Estas historias muestran patrones relacionados con la migración, sobre todo del campo a la ciudad

Las producciones turcas utilizan “actores de gran atractivo y rasgos caucásicos” para conectar con el extranjero, como analiza Concepción Casacajosa, algo en lo que coincide con Mejino, que añade que las telenovelas eliminan cualquier rasgo de la sociedad musulmana del país. “La gente que va a Turquía ve zocos y chilabas, y aquí eso desaparece por completo, parece que están en Pedralbes o en La Moraleja, es alto standing para que la gente sueñe”, subraya.

Hay dos factores que los académicos turcos destacan sobre el fenómeno, y que los recoge Cascajosa: “El primero es que muchas de estas historias muestran patrones relacionados con la migración, sobre todo del campo a la ciudad, y eso les permite conectar en sociedad con migraciones altas de salida o recepción.

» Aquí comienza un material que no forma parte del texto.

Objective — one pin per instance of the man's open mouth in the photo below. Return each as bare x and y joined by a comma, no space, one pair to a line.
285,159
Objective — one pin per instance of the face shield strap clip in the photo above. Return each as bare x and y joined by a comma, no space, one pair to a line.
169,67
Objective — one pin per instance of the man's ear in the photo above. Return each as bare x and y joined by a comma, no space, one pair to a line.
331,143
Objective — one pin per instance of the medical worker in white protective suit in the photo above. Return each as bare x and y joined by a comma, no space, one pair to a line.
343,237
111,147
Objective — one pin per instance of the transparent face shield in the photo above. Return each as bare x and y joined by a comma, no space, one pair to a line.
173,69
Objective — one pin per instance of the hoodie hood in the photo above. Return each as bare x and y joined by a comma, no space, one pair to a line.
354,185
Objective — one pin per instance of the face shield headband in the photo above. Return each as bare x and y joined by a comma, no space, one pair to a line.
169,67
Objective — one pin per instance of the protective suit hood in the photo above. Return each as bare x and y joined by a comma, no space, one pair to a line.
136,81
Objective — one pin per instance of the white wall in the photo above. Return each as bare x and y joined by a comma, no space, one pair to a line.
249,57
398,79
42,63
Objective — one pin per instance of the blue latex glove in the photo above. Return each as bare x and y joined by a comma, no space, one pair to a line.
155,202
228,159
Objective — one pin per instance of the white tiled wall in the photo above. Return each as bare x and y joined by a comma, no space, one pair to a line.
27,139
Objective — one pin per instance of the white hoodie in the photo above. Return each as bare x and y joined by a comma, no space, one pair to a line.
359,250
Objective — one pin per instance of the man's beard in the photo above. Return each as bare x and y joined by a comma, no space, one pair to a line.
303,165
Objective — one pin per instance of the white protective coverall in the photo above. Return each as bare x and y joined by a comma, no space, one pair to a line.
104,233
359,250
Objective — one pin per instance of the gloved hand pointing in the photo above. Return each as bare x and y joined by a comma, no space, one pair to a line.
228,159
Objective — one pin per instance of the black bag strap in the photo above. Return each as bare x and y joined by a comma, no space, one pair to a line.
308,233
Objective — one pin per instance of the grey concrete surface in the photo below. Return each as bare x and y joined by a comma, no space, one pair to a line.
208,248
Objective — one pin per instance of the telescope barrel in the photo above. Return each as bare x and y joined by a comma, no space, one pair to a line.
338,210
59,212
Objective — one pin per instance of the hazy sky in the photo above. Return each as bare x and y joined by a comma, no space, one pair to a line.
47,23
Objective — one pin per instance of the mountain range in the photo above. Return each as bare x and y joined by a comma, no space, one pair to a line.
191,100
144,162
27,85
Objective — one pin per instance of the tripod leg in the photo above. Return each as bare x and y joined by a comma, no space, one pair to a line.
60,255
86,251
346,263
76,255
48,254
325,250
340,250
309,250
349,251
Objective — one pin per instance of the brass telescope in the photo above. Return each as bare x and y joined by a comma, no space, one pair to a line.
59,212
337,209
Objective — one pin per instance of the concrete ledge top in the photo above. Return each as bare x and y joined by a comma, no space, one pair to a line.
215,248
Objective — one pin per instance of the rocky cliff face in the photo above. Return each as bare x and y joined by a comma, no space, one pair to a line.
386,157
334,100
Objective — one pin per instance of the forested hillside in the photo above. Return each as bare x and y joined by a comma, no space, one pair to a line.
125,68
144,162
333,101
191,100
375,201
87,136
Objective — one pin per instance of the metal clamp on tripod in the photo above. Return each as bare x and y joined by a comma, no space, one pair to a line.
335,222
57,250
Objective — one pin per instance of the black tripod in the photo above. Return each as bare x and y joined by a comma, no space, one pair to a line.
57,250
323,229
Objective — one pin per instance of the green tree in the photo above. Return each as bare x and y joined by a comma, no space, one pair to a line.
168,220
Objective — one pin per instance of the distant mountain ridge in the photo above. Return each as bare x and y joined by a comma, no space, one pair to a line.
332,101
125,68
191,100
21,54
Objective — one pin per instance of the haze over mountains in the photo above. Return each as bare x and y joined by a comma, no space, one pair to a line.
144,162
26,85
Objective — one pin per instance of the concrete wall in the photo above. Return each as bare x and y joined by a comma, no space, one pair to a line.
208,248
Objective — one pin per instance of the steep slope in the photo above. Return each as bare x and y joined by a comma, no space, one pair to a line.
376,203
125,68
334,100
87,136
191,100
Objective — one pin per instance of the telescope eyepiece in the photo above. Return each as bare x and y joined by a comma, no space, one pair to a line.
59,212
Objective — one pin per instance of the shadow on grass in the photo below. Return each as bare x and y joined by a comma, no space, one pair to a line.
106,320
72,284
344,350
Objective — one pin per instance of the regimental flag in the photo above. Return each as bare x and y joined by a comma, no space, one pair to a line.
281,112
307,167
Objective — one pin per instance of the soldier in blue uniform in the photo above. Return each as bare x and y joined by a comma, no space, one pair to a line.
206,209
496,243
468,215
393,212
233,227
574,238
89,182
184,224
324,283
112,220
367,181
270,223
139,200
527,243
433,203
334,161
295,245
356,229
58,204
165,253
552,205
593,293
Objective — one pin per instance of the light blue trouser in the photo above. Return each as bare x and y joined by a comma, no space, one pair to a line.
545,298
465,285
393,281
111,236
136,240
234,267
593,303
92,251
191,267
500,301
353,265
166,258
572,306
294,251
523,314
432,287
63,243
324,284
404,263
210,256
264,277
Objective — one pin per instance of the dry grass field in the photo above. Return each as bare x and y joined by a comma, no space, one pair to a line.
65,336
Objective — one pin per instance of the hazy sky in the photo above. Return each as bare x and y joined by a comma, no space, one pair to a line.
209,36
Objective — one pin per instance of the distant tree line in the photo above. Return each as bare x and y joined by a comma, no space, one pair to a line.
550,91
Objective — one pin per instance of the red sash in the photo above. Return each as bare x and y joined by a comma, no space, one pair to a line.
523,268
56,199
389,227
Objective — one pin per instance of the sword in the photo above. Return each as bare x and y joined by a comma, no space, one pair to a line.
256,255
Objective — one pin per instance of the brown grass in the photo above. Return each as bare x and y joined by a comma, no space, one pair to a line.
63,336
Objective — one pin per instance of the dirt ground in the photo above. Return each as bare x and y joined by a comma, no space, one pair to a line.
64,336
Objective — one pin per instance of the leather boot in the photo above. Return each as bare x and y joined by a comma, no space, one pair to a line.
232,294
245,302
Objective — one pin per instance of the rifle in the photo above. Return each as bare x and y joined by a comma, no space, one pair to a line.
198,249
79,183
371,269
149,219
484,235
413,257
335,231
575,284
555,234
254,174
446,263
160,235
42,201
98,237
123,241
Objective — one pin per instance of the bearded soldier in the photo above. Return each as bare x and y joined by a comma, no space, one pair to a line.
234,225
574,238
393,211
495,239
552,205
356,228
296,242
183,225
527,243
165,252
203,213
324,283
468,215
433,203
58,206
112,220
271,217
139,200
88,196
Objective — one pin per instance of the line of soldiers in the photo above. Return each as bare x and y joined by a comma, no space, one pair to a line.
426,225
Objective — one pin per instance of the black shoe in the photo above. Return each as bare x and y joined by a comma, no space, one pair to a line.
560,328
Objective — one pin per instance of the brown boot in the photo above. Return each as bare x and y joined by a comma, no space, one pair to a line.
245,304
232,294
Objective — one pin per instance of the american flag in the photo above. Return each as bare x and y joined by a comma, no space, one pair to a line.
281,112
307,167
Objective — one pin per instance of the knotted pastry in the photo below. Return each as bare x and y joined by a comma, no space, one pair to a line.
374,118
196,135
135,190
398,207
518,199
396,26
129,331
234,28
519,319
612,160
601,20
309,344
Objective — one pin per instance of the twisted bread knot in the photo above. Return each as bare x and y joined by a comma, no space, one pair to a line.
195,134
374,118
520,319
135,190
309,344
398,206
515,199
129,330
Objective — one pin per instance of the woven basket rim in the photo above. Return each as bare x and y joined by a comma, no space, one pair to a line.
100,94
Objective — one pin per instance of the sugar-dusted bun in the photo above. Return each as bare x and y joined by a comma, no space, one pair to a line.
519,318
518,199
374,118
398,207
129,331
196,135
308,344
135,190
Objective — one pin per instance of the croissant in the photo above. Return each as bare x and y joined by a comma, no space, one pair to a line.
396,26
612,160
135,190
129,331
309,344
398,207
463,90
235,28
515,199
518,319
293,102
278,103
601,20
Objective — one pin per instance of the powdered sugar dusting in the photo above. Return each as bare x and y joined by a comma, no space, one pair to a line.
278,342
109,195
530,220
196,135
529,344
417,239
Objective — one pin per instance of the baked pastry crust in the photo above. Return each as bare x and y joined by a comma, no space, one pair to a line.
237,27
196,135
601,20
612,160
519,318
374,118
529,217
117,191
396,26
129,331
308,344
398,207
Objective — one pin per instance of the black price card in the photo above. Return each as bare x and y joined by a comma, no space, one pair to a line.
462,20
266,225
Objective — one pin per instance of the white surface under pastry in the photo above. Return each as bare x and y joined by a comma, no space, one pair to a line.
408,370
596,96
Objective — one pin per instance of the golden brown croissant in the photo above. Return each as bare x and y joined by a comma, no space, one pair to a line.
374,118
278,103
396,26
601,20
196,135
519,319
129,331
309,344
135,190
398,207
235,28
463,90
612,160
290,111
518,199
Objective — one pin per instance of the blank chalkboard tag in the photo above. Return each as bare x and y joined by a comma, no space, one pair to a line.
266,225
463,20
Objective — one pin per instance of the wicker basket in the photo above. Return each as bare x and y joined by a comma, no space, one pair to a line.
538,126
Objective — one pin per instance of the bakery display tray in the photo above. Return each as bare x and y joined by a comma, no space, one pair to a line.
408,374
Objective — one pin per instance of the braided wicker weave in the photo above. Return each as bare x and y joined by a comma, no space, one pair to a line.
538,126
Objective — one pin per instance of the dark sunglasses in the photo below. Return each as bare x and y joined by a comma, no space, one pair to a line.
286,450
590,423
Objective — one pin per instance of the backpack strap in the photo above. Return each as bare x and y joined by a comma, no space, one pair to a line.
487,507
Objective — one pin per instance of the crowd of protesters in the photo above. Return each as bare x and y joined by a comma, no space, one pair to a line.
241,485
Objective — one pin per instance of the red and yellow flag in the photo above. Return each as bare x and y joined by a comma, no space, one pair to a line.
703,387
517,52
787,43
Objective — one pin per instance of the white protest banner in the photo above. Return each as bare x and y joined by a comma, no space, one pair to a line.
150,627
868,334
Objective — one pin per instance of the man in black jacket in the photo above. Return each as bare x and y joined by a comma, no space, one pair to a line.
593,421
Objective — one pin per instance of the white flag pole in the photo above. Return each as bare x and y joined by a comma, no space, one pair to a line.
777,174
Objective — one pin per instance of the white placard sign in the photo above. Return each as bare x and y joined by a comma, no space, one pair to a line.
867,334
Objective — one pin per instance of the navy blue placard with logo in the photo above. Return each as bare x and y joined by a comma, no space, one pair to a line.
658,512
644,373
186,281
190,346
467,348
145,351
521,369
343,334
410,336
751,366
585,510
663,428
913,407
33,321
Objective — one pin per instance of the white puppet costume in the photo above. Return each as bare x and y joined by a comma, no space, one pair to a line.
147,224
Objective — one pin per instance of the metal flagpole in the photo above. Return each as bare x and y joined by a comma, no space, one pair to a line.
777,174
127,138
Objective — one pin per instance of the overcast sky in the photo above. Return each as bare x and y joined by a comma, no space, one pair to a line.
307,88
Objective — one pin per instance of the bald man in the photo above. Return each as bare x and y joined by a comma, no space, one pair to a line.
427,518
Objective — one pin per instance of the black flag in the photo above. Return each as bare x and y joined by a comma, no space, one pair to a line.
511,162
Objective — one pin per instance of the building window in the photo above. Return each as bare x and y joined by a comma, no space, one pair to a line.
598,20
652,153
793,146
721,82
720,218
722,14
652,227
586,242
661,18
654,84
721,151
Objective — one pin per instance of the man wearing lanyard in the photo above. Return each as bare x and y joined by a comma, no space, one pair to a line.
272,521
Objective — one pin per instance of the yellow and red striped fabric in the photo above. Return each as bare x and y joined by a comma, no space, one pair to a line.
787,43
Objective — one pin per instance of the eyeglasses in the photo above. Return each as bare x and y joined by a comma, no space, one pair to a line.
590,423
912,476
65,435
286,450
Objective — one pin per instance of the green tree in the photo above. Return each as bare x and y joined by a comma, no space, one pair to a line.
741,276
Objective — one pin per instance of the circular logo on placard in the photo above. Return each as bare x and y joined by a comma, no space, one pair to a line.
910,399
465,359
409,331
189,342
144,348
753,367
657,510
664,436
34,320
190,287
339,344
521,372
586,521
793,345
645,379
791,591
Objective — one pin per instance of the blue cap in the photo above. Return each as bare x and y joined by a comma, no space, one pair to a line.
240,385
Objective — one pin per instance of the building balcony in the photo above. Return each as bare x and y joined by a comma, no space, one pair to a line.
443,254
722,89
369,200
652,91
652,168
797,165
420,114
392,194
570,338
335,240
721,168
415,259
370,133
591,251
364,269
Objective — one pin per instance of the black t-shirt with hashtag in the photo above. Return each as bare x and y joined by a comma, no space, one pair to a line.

La segunda es que las series turcas con muy conservadoras en sus planteamientos, y ofrecen representaciones de las mujeres muy diferentes de la que podemos ver en series locales: las mujeres están muy sexualizadas, y tienden a ser víctimas o villanas, con caracterizaciones pobres y dentro de estereotipos ya superados. Sin duda, apelan a valores sociales accesibles por un lado y tradicionales por otro”.

Para el futuro el fenómeno no va a parar. Actualmente, apunta Mejino, hay una producción de seis o siete cadenas turcas haciendo telenovelas, y el filón de ventas internacionales no para. La entrada de Netflix sólo ha potenciado otras ficciones turcas “de gama alta” que muestran un país que ha encontrado su gallina de los huevos de oro.